Businesses that sell products chargeable to VAT need to register for VAT once they exceed a total turnover on those products of £85,000. Businesses must check their vatable turnover on a rolling basis, so every month for the previous 12 months and once this is breached, register for VAT.
There are exemptions where a breach is temporary, but otherwise once a business is VAT registered, all VAT collected on sales is to be included on a VAT return every 3 months as the amount of vat owed to the Treasury. This amount is offset by the amount of VAT the business has paid on purchases and can be backdated - 4 years for goods and 6 months for services.

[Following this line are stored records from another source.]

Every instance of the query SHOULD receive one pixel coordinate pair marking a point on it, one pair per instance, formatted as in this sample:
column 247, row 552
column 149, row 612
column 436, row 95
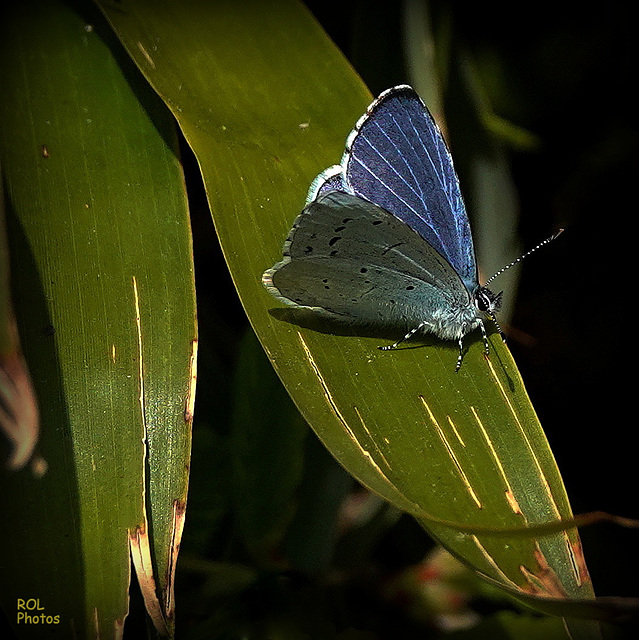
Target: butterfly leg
column 410, row 334
column 460, row 356
column 485, row 337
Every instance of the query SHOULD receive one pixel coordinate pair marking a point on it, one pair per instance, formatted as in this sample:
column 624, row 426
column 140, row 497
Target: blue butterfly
column 384, row 238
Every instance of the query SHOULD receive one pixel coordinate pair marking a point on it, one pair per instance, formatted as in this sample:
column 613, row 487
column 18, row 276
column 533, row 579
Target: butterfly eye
column 487, row 301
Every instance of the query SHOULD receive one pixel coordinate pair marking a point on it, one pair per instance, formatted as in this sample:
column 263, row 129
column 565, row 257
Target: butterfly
column 384, row 238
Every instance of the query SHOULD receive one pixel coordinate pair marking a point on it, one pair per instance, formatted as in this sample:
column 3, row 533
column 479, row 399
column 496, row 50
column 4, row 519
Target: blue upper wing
column 397, row 159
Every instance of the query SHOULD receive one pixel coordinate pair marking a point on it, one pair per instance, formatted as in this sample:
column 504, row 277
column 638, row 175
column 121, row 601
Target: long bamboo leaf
column 102, row 279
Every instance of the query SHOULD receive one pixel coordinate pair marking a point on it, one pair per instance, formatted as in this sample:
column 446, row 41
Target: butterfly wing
column 396, row 157
column 349, row 258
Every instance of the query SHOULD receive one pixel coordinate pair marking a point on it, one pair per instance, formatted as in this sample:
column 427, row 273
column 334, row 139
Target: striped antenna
column 514, row 262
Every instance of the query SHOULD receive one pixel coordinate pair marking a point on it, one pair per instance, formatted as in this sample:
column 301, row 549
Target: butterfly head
column 487, row 301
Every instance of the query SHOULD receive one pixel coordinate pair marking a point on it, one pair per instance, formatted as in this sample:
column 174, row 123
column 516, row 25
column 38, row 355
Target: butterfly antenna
column 518, row 260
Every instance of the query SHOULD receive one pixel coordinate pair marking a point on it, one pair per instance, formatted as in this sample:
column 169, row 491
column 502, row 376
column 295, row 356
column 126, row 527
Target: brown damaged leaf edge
column 139, row 544
column 161, row 613
column 19, row 418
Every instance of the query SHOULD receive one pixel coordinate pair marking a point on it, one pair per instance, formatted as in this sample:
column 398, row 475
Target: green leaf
column 102, row 280
column 266, row 101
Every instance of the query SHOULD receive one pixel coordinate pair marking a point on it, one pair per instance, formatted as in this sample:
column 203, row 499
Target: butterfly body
column 384, row 238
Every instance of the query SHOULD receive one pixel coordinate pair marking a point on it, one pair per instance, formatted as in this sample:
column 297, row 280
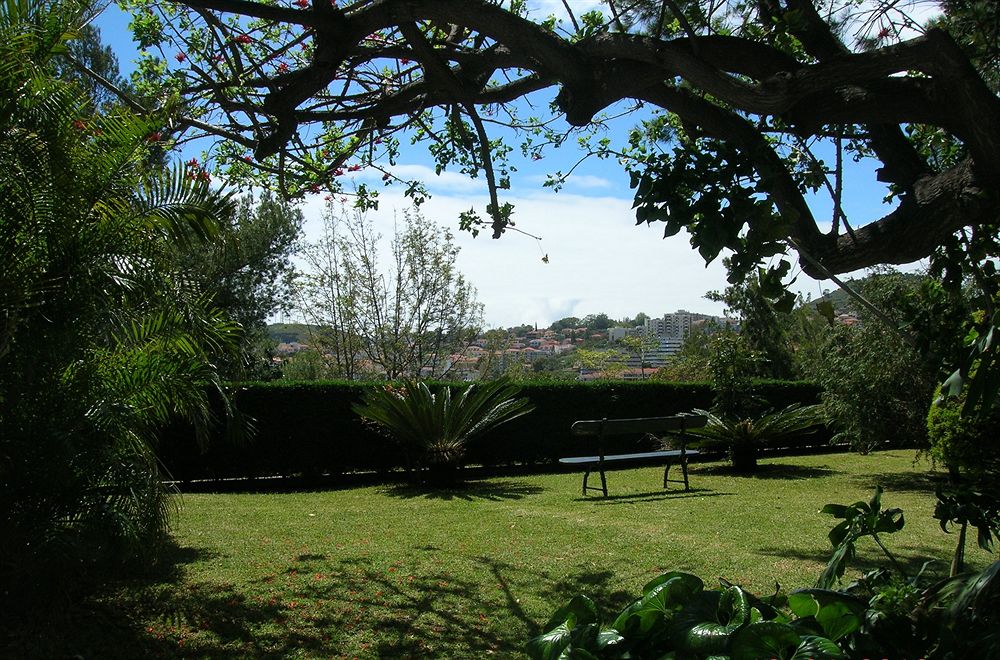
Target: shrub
column 437, row 426
column 964, row 445
column 743, row 437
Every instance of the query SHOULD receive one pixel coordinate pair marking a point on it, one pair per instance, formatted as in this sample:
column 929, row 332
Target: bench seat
column 675, row 425
column 650, row 457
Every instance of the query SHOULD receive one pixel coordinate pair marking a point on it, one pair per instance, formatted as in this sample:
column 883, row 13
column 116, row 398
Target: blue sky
column 598, row 260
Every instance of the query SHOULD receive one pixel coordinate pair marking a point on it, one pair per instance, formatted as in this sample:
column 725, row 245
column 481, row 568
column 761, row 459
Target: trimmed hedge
column 309, row 429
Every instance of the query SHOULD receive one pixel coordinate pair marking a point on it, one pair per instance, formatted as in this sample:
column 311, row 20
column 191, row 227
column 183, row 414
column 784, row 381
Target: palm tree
column 437, row 426
column 744, row 436
column 100, row 343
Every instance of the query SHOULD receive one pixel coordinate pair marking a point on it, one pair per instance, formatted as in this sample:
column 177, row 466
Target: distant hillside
column 287, row 333
column 843, row 303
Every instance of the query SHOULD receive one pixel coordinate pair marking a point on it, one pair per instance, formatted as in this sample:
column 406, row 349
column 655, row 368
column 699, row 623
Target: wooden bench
column 675, row 424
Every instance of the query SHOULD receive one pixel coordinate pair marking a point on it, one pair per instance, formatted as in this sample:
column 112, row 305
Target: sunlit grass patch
column 395, row 571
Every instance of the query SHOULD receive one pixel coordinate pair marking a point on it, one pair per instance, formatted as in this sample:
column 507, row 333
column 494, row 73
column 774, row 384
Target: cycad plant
column 744, row 436
column 101, row 341
column 435, row 427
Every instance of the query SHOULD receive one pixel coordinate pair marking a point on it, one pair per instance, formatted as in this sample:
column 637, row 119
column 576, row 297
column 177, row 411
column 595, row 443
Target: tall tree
column 406, row 320
column 749, row 90
column 764, row 327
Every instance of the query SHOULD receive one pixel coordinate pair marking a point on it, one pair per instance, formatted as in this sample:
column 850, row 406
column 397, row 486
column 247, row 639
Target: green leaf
column 575, row 620
column 766, row 639
column 838, row 614
column 817, row 648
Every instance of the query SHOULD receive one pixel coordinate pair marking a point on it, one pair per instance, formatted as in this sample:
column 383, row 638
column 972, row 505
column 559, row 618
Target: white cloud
column 598, row 260
column 444, row 182
column 578, row 182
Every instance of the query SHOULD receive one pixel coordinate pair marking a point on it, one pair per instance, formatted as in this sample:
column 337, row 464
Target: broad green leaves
column 676, row 617
column 859, row 520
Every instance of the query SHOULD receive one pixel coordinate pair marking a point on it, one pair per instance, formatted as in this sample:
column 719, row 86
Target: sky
column 598, row 260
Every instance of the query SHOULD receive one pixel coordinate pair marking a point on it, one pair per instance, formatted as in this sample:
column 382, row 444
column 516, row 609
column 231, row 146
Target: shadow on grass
column 494, row 490
column 651, row 496
column 770, row 471
column 915, row 481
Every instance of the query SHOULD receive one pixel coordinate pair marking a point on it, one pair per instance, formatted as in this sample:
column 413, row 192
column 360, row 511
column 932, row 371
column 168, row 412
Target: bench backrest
column 602, row 427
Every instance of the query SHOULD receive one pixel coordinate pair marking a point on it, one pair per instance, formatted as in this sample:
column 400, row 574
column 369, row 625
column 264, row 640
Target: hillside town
column 553, row 349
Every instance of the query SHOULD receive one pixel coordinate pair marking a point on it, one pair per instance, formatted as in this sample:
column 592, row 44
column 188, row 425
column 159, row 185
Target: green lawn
column 396, row 572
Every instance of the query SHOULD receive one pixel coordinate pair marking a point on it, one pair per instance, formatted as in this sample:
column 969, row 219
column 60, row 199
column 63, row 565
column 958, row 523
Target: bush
column 308, row 428
column 964, row 445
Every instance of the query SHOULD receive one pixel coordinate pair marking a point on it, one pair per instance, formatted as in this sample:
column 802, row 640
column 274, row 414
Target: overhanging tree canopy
column 301, row 91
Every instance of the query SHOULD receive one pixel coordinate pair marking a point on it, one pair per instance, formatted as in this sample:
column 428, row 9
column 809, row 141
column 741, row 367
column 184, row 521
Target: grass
column 394, row 571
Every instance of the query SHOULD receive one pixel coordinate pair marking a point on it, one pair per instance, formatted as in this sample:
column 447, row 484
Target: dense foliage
column 100, row 343
column 879, row 374
column 309, row 428
column 885, row 614
column 433, row 429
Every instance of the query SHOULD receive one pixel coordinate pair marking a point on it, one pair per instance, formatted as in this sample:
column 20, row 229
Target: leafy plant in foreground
column 437, row 426
column 859, row 520
column 881, row 615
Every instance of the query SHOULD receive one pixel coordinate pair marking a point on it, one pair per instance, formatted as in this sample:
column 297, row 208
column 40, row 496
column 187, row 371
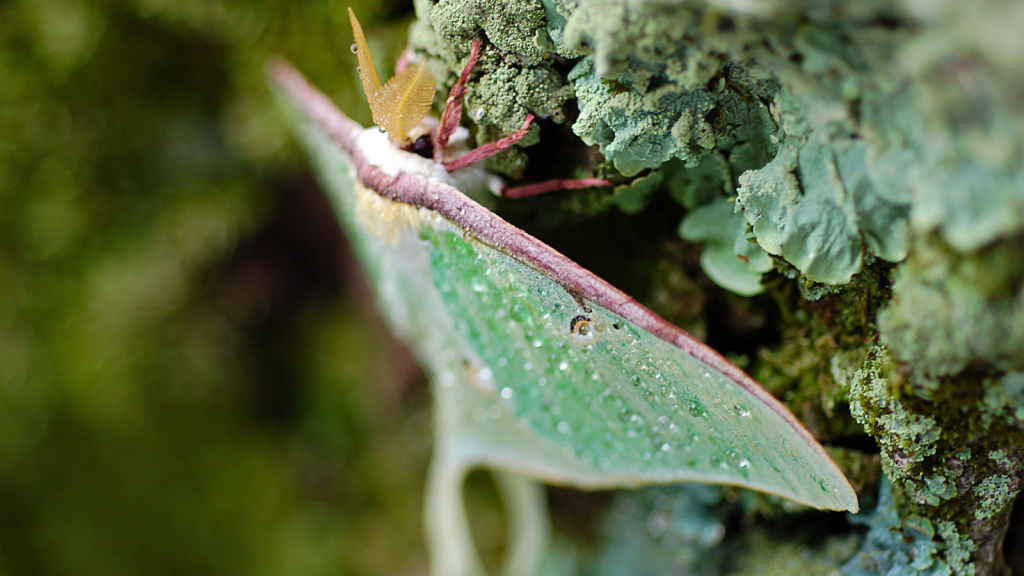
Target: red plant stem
column 489, row 149
column 552, row 186
column 453, row 111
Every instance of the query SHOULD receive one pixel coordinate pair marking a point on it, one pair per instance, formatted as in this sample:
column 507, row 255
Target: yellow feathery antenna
column 368, row 72
column 404, row 100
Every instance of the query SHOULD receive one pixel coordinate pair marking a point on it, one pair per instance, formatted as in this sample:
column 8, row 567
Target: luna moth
column 540, row 370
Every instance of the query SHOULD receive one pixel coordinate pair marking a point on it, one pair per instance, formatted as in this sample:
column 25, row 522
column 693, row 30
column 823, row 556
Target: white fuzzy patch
column 381, row 152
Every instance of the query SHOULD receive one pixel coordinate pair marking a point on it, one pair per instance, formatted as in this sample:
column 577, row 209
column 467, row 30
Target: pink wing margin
column 492, row 230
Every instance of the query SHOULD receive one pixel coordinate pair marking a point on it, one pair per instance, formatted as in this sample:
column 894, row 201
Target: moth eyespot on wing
column 586, row 330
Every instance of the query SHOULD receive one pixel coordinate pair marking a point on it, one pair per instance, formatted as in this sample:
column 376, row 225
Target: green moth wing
column 539, row 367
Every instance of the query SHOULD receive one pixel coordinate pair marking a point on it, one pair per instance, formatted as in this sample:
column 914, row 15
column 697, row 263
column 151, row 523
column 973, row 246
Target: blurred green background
column 192, row 378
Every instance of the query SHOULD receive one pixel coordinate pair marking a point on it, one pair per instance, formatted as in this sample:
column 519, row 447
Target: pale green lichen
column 729, row 257
column 897, row 545
column 514, row 76
column 949, row 311
column 816, row 204
column 632, row 198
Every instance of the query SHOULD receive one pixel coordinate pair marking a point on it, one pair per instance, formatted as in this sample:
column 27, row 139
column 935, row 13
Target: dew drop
column 518, row 313
column 735, row 457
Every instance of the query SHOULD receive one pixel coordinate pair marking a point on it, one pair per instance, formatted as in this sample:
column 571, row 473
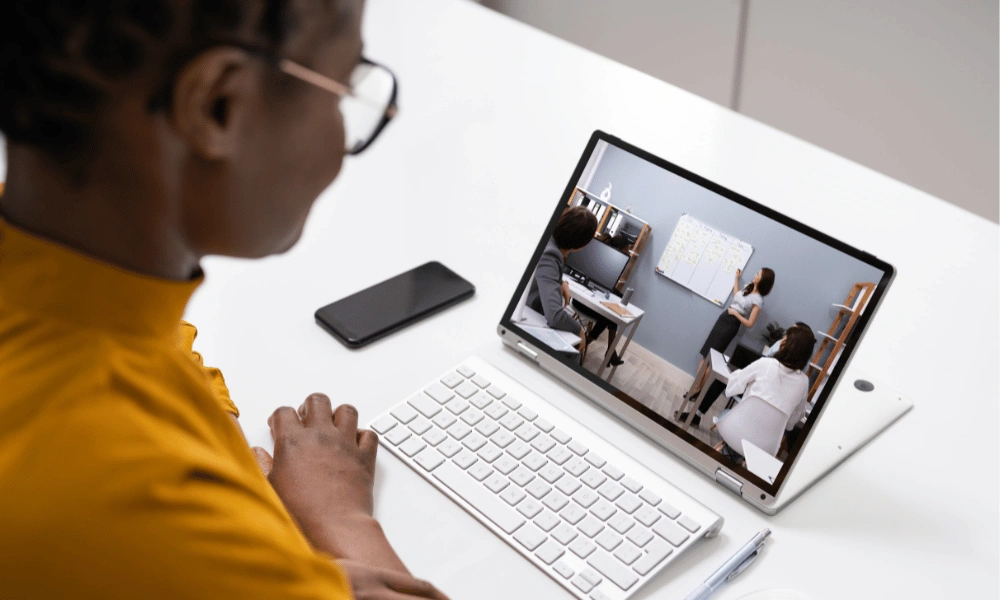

The Chancellor is expected to reveal a review into this system of registration today in the Spring Statement. The VAT threshold at £85,000, once breached, means that the business in question would need to, at present, hand over 20 percent as vat owed. This is £17,000 and research by the government has revealed that businesses are artificially keeping their turnover below this level rather than expanding. This is thought to be to avoid having to register for, and pay, VAT.
Introducing a measure to offset this effect would bring in steps to the threshold so once a business exceed £85,000 in turnover they can keep some VAT collected and only pay over the full amounts until they exceed a £115,000 threshold.
If introduced today these measures would be on the opposite end of what was expected prior to the Autumn Budget last year. Rumours were that the VAT threshold would be brought down to EU levels of around £25,000. That news was met very negatively and there were indeed no changes made in the Budget.